Lee Jae-myung (AP)

Bei den Präsidentenwahlen in Südkorea im März wird ein Kopf-an-Kopf-Rennen zwischen dem demokratischen und dem konservativen Kandidaten erwartet. Um für sich zu werben, braucht es Ideen. Der jüngste Coup des Demokraten Lee: Er verspricht bei einem Sieg kostenlose Behandlungen gegen Haarausfall. Und trifft damit offensichtlich den Nerv vor allem der jungen Wählerschaft.

Die eine Hand hat er aufs Knie gestützt. Leicht zu seinen Zuschauern nach vorn gebeugt, sagt der Präsidentschaftskandidat der Demokraten direkt in die Kamera. "Sie wollen für Lee stimmen, dann pflanzen Sie Lee Jae-myung" – ein Wortspiel in Anlehnung an Haartransplantationen. Der Politiker selbst hat, anders als Amtsinhaber Moon Jae-in, eher dichtes Haar: "Viele Menschen um mich herum leiden unter Haarausfall, und ich habe mich immer gefragt, warum Behandlungen nicht von der Versicherung übernommen werden. Ich dachte also, dies wäre ein gutes Thema."

Eines, das sich Lee jedoch nicht selbst ausgedacht hat, sondern das Jugendkomitee seines Wahlkampfteams. Das hat offenbar in die Statistiken der Nationalen Krankenversicherung geblickt. Denn dort sieht man, dass sich 2020 vor allem Männer in zwischen 20 und 30 Jahren zum großen Teil auf eigene Kosten behandeln ließen, obwohl Haarausfall in Asien generell erst viel später beginnt.

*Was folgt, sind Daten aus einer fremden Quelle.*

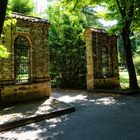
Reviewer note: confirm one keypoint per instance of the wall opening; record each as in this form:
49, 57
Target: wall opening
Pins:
22, 59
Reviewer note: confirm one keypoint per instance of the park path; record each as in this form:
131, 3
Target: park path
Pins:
97, 117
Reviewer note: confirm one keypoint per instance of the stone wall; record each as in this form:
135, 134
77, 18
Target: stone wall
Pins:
39, 85
102, 60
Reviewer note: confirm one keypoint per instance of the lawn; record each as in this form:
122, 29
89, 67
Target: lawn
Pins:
124, 79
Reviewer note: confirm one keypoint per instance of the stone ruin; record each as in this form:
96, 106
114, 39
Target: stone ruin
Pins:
24, 75
102, 60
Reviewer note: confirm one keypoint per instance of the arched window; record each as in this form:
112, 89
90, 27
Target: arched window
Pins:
21, 61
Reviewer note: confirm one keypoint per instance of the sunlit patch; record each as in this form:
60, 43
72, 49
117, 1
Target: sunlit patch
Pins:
105, 101
69, 99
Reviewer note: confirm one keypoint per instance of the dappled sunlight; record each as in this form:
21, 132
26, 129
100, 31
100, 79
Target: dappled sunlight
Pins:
69, 99
105, 101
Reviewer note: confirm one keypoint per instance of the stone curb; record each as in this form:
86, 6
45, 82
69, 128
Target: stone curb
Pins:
22, 122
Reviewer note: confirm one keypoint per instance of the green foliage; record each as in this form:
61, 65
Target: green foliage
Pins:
67, 51
22, 6
3, 52
137, 63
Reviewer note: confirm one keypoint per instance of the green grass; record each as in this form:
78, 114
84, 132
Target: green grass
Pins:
124, 79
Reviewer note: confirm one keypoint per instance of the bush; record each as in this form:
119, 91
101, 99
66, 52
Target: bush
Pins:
137, 64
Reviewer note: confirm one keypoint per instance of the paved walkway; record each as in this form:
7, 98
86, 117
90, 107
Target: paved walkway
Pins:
97, 117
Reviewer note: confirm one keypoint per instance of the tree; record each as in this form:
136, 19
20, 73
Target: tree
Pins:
67, 51
22, 6
128, 12
3, 6
128, 15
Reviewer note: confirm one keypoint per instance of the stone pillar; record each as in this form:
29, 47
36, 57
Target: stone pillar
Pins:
89, 53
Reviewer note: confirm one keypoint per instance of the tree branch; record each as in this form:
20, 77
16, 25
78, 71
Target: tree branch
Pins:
120, 8
3, 6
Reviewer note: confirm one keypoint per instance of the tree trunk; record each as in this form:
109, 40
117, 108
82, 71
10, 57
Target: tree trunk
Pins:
129, 61
3, 6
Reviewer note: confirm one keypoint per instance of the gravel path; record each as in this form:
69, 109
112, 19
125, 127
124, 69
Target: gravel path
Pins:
97, 117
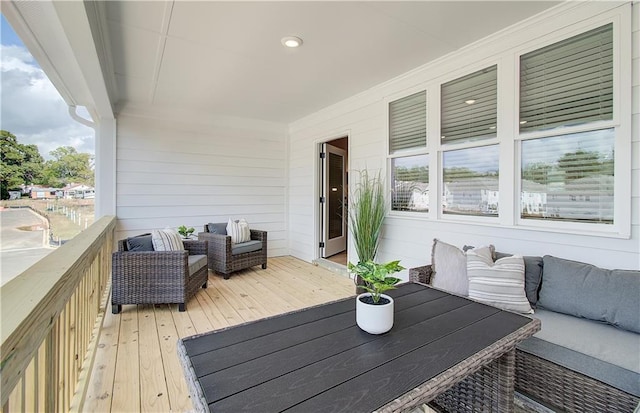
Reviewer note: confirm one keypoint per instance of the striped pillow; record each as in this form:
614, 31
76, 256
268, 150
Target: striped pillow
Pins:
239, 231
166, 240
500, 284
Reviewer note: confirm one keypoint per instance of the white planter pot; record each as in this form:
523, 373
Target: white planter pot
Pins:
374, 319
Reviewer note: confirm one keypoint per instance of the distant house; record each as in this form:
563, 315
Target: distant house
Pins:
40, 192
589, 198
78, 192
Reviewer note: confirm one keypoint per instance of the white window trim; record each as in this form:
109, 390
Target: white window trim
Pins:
509, 137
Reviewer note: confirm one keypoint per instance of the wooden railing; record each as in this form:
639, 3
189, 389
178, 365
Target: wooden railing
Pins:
51, 318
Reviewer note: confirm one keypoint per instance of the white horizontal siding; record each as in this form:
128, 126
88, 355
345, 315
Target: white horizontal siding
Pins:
409, 239
176, 172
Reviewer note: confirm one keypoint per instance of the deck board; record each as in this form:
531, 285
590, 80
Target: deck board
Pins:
137, 366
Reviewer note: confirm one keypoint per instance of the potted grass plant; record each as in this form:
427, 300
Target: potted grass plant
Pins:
374, 310
367, 209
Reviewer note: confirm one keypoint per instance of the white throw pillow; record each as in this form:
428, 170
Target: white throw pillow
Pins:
500, 284
166, 240
449, 265
239, 231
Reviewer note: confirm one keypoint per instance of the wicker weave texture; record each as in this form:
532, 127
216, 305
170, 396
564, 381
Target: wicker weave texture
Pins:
482, 383
421, 274
219, 252
155, 277
567, 390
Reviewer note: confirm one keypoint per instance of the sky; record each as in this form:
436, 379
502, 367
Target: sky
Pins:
30, 106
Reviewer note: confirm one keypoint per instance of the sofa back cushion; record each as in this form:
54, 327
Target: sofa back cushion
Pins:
217, 228
166, 240
587, 291
139, 243
449, 264
532, 275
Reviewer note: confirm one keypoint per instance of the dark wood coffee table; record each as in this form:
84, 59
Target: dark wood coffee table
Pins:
443, 348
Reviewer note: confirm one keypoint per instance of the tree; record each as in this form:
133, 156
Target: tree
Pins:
19, 164
579, 164
537, 172
68, 166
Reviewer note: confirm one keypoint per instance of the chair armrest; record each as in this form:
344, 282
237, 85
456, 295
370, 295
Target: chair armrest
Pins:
421, 274
258, 235
214, 239
150, 264
195, 247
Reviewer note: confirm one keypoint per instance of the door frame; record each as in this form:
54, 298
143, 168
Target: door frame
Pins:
317, 210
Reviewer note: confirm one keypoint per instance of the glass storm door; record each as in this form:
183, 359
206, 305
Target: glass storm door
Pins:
332, 201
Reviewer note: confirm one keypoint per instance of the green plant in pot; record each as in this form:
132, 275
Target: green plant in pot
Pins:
367, 210
185, 232
374, 310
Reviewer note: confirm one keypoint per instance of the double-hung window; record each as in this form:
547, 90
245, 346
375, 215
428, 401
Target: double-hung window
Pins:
567, 131
468, 128
407, 149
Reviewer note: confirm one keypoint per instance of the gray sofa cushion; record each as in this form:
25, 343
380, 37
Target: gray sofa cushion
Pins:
532, 275
244, 247
218, 228
586, 291
594, 349
140, 243
196, 262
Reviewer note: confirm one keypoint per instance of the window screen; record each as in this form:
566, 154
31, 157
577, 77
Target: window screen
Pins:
569, 177
408, 122
569, 82
469, 106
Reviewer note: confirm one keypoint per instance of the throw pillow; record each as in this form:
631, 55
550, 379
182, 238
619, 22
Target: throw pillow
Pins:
532, 275
500, 284
140, 243
584, 290
449, 265
239, 231
218, 228
166, 240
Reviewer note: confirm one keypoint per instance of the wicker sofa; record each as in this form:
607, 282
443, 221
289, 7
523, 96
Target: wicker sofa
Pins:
578, 361
157, 277
226, 257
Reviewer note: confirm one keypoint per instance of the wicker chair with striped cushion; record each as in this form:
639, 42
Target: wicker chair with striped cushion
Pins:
158, 277
226, 257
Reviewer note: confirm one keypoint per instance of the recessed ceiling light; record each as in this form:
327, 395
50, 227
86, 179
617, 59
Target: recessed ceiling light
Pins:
291, 41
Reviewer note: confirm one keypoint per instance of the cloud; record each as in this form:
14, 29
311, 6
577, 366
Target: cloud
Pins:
33, 110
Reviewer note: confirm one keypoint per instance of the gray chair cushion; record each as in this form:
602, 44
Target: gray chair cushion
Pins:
584, 290
140, 243
218, 228
244, 247
594, 349
196, 262
532, 275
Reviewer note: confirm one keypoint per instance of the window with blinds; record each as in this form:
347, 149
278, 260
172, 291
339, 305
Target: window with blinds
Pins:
410, 177
469, 107
470, 184
568, 83
569, 177
408, 123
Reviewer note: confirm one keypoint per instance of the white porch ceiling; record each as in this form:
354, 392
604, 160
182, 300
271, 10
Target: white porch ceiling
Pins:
225, 58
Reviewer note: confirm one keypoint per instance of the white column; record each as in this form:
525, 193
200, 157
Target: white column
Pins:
105, 172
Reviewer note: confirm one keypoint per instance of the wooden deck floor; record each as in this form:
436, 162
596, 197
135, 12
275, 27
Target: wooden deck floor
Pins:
137, 368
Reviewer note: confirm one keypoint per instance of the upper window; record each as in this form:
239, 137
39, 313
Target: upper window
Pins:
568, 177
408, 123
568, 83
469, 107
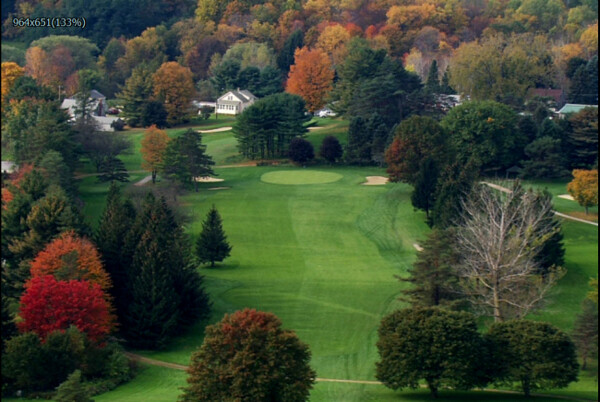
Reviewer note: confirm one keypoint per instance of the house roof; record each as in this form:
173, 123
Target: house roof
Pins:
573, 108
556, 94
96, 95
243, 95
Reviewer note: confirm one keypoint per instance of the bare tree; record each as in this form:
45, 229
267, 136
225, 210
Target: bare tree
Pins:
499, 237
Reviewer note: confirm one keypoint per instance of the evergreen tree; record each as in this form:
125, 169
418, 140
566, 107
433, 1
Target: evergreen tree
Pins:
425, 186
185, 159
432, 276
112, 168
116, 220
73, 389
432, 84
445, 87
331, 149
212, 244
585, 332
360, 139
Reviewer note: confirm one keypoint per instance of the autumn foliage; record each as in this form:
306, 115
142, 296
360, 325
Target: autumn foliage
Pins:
248, 356
71, 257
48, 305
10, 73
153, 148
584, 187
174, 85
311, 77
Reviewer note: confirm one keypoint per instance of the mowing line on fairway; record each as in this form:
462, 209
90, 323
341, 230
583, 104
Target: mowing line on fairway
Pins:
181, 367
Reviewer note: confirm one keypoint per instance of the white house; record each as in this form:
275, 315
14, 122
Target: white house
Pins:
570, 108
98, 107
234, 102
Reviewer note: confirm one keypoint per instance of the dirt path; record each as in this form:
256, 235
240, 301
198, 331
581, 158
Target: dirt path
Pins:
506, 190
143, 181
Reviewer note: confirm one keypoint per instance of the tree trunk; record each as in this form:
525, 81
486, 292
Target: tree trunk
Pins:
497, 317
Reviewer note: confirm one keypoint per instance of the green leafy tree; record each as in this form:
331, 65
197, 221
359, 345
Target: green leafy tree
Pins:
484, 132
249, 356
432, 277
441, 347
73, 389
185, 159
416, 138
212, 244
537, 355
545, 159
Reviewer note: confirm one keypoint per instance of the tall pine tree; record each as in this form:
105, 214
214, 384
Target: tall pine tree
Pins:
115, 223
212, 244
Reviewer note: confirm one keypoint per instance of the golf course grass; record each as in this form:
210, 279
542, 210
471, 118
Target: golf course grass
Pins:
321, 251
296, 177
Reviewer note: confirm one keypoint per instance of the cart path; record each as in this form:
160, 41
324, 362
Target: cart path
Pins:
565, 216
181, 367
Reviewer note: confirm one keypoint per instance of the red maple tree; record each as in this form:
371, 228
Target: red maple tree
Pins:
71, 257
48, 305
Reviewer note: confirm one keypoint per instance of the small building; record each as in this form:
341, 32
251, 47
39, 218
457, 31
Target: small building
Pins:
234, 102
571, 108
9, 167
98, 108
557, 95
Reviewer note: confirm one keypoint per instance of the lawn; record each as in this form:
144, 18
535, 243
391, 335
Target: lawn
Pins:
320, 251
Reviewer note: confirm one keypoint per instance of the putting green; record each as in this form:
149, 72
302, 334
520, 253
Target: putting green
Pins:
295, 177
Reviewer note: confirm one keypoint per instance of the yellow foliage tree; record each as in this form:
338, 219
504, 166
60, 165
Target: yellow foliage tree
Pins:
10, 73
311, 77
154, 144
174, 85
333, 41
584, 187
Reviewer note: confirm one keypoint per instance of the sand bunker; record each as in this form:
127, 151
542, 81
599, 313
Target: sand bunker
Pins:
215, 130
375, 181
208, 179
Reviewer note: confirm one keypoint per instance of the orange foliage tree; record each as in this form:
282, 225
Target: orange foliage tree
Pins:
311, 77
174, 85
71, 257
10, 73
154, 144
584, 187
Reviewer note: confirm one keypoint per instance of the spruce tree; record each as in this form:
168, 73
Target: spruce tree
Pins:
212, 244
432, 277
73, 390
423, 194
432, 84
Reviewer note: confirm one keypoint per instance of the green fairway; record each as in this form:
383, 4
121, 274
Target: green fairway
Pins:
295, 177
320, 251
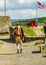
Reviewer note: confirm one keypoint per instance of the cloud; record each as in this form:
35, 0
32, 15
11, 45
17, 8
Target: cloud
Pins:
21, 8
20, 14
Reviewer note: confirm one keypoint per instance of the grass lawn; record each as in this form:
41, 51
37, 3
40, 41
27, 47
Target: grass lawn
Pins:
29, 31
42, 30
1, 43
4, 34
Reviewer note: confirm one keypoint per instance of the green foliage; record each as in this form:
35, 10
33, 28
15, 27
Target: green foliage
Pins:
42, 30
29, 31
4, 34
24, 22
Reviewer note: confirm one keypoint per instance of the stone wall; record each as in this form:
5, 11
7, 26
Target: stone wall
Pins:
4, 24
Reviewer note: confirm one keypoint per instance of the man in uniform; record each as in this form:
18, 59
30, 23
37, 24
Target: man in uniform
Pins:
19, 37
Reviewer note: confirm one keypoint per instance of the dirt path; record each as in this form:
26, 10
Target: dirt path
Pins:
8, 55
38, 31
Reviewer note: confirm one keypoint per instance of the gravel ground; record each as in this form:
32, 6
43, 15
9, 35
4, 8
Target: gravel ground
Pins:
8, 55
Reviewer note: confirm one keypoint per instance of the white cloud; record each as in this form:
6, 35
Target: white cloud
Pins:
22, 13
1, 3
15, 8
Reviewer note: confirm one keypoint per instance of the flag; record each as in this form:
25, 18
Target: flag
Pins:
41, 6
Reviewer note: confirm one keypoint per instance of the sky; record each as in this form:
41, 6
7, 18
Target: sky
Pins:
22, 9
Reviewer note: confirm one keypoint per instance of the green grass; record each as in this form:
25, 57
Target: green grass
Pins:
4, 34
42, 30
1, 43
29, 31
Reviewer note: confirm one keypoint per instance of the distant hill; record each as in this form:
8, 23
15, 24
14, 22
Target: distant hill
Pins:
25, 21
15, 20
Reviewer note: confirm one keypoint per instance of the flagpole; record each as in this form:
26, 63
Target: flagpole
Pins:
37, 12
4, 7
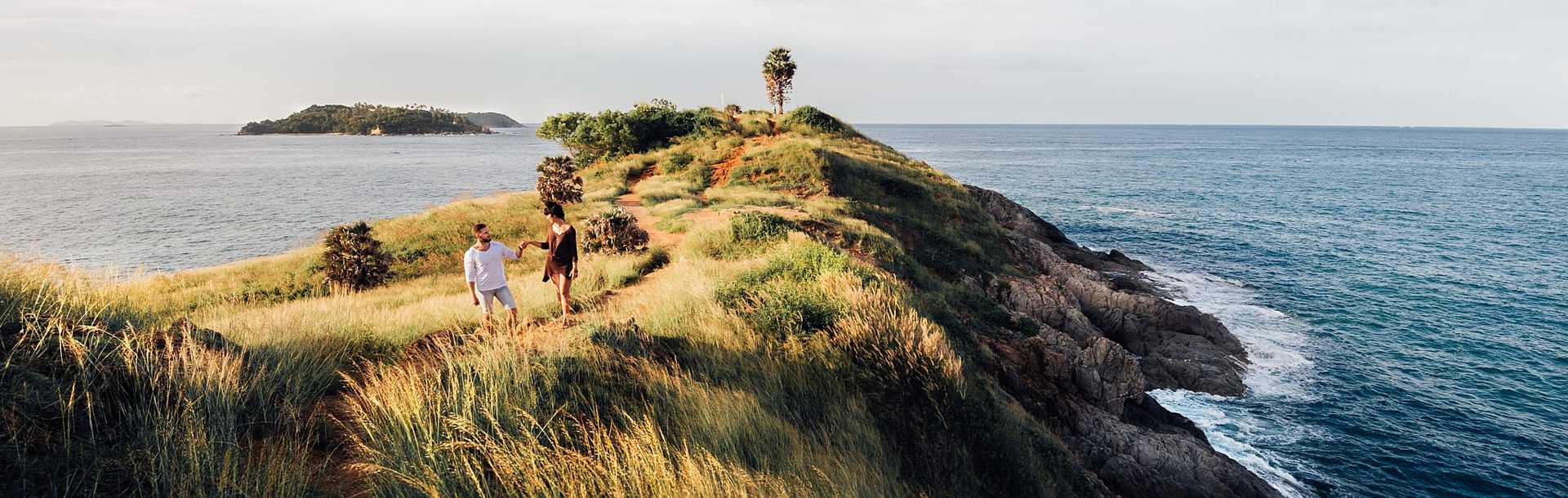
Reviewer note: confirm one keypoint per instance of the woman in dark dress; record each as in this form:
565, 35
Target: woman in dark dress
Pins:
560, 265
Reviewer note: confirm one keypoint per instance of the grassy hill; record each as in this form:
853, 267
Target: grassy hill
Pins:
800, 327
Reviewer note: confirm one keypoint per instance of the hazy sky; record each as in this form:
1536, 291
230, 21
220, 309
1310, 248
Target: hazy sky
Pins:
1392, 63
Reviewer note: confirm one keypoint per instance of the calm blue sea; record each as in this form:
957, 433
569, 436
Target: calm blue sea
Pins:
162, 198
1401, 290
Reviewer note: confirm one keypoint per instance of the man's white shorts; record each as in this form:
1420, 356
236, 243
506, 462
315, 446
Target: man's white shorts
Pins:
501, 293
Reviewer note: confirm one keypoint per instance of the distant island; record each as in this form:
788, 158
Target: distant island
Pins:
492, 119
99, 122
369, 119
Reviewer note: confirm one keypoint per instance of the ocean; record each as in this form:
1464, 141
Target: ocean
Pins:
1401, 290
162, 198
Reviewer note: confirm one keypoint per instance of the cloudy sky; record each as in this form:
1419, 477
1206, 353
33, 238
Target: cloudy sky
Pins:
1094, 61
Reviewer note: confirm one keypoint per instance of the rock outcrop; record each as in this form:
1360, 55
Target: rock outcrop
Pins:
1106, 337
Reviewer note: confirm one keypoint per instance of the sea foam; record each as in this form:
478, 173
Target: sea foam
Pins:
1278, 368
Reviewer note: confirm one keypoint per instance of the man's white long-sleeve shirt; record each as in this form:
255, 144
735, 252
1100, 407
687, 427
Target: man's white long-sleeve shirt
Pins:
485, 267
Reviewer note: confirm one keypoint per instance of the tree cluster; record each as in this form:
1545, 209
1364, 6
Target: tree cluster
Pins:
613, 134
353, 260
368, 119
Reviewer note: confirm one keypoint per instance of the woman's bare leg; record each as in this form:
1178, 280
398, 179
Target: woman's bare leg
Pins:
560, 293
567, 295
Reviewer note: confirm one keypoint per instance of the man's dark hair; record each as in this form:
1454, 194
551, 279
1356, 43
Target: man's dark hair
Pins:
554, 211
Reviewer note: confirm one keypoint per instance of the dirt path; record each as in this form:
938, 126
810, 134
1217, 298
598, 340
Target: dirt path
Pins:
632, 202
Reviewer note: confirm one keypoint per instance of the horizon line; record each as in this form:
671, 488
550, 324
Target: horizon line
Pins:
935, 122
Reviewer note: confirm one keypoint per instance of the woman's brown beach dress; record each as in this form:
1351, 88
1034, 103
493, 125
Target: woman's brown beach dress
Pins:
564, 252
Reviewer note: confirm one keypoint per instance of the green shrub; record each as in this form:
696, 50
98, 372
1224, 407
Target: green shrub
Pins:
353, 259
756, 226
613, 230
808, 118
613, 134
678, 160
559, 180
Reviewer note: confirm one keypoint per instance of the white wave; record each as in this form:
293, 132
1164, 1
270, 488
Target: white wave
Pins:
1275, 342
1278, 368
1233, 431
1118, 211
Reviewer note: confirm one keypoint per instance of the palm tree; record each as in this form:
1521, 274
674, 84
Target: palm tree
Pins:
778, 73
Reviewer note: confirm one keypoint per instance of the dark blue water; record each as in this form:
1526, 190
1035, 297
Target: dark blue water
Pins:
1401, 290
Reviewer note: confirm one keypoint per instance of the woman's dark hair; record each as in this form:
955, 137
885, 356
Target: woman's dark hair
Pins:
554, 211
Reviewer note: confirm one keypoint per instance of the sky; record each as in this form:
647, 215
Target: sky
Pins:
1094, 61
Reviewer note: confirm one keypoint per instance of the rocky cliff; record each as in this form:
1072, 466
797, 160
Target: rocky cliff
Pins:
1106, 337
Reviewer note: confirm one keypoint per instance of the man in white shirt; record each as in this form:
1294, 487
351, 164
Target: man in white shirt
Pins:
485, 269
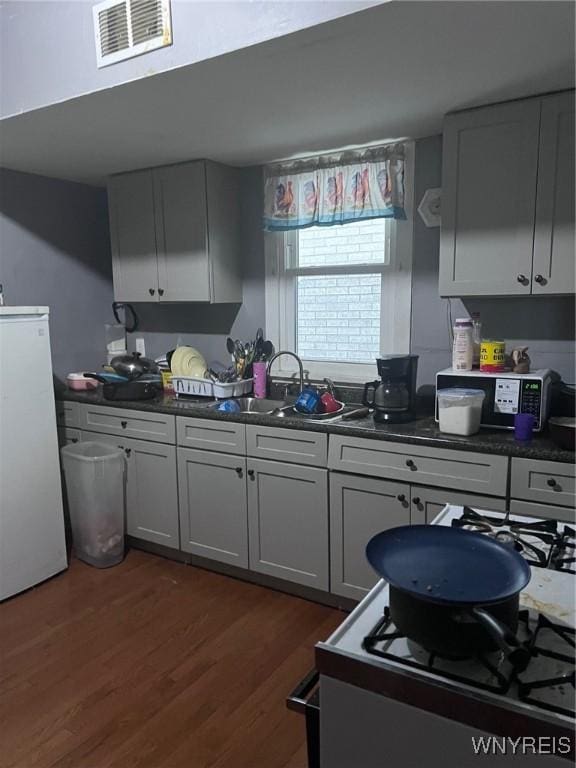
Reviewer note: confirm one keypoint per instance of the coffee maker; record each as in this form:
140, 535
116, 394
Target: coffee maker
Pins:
394, 396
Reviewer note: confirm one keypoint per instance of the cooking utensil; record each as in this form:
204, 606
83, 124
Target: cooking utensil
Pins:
563, 431
136, 389
133, 366
455, 592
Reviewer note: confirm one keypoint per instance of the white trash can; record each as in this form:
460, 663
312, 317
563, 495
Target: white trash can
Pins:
95, 486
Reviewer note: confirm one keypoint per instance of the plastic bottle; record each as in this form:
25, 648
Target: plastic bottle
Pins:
476, 338
463, 345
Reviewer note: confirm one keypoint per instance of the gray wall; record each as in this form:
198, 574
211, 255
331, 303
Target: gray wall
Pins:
54, 250
206, 326
545, 325
47, 49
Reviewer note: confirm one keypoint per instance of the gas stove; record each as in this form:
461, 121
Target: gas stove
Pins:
543, 543
541, 696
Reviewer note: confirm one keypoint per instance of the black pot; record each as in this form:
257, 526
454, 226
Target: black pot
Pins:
457, 632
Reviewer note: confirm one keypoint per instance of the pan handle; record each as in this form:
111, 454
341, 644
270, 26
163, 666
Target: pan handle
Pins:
518, 655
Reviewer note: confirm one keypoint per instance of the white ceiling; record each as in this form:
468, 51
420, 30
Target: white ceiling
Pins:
388, 72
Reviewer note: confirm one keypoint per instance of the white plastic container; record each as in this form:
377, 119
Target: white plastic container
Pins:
463, 344
460, 410
95, 476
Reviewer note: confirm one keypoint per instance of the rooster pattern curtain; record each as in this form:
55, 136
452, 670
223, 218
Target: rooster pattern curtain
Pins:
335, 189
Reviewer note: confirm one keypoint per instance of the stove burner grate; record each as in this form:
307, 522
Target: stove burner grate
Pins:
497, 680
559, 665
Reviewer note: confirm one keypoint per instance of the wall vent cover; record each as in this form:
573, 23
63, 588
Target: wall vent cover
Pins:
127, 28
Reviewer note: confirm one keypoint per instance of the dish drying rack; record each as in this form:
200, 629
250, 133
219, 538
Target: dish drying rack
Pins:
188, 386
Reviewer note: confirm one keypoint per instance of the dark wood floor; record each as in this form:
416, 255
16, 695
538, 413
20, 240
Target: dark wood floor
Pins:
153, 664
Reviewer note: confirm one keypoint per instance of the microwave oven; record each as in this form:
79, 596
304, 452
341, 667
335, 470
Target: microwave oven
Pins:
506, 394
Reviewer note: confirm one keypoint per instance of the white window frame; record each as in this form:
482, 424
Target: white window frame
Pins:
396, 296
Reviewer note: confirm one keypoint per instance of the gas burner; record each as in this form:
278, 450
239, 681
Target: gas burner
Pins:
534, 540
564, 552
549, 681
490, 671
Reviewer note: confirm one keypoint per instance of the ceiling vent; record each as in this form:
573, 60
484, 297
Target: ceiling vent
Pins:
127, 28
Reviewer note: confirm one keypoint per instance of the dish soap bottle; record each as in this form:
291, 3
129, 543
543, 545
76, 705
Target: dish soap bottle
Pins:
462, 345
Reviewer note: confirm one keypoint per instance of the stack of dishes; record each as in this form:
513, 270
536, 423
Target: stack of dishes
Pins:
187, 361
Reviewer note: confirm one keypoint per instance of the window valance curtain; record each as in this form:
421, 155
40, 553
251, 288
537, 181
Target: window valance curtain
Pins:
334, 189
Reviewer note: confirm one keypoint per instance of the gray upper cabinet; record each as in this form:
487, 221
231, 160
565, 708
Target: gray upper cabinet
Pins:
554, 234
133, 237
505, 178
288, 522
175, 234
213, 507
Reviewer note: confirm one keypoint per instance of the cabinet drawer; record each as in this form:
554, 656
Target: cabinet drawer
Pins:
293, 445
466, 471
531, 509
67, 414
211, 435
547, 481
144, 425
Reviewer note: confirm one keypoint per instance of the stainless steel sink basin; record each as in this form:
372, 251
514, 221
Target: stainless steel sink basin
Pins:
257, 405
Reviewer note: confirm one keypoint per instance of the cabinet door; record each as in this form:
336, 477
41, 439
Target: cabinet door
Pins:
360, 507
488, 196
183, 267
151, 489
554, 234
288, 522
427, 503
133, 237
213, 507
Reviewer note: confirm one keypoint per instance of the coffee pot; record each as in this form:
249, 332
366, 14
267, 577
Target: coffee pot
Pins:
393, 398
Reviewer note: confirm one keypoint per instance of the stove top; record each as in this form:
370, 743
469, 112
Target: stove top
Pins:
546, 626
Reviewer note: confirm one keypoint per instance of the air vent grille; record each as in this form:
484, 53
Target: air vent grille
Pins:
127, 28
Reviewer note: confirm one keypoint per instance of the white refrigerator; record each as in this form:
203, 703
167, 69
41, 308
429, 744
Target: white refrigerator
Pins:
32, 543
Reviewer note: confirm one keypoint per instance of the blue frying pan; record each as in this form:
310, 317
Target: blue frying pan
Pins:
450, 566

Weniger Haare, weniger potent?

Viele Fernsehbeiträge handeln jetzt von Haarausfall, zeigen lichte Männerschädel von oben oder Patienten, die sich mit der Bürste auf den Kopf hauen in der Hoffnung, dass da wieder was wächst. Dieser Mitzwanziger findet Lees Vorschlag super: "Wenn es weniger kostet, wird Haarausfall weniger zur Last." Ähnlich sieht es dieser Koreaner, wie er im Sender JTBC erzählt. "Die Kosten, die bei Haarverlust auf einen zukommen, sind höher als ich dachte. Ich finde es deshalb eine gute Idee, dass er einen Lösungsvorschlag gemacht hat. "

Die Tageszeitung Korea Herald zitiert einen Dermatologen, der die gestiegenen Behandlungszahlen vor allem auf einen höheren Stellenwert des Äußeren als auf mehr lichtes Haar zurückführt. Denn anders als in Deutschland, wo Geheimratsecken und wenig Haare bei Männern üblich sind, werden sie in Korea eher als Stigma empfunden. In einer nicht-repräsentativen Studie, die in der internationalen Zeitschrift für Dermatologie veröffentlicht wurde, heißt es, kahlköpfige Männer würden als alt und unattraktiver wahrgenommen – und zum Teil auch als weniger potent.

Mit Populismus punkten

Für Lee Sang-Ee, Professor an der Graduiertenschule für Medizin der Jeju National University, ist der Vorschlag des demokratischen Präsidentschaftskandidaten vor allem populistisch: "Dann müssten auch andere kosmetische und Hautbehandlungen bezahlt werden, und das würde doch kein Land machen." Auch die Sprecherin der koreanischen Medizinervereinigung, Park Su-hyeon ärgert sich über das Wahlkampfthema: "Wir müssen uns fragen, ob Haarausfall wirklich wichtig ist. Immer noch gibt es Krankheiten, deren Behandlung nicht bezahlt wird, obwohl sie einen direkten Einfluss auf unsere Gesundheit haben."

Ob populistisch oder nicht: Dem Demokraten Lee hat das Haarausfall-Thema auf jeden Fall Punkte und Sympathien beschert. Er hatte zumindest in dieser Frage die besseren Berater als sein konservativer Konkurrent. Dessen jüngster Vorschlag, das Ministerium für Gleichstellung abzuschaffen, ging eher nach hinten los.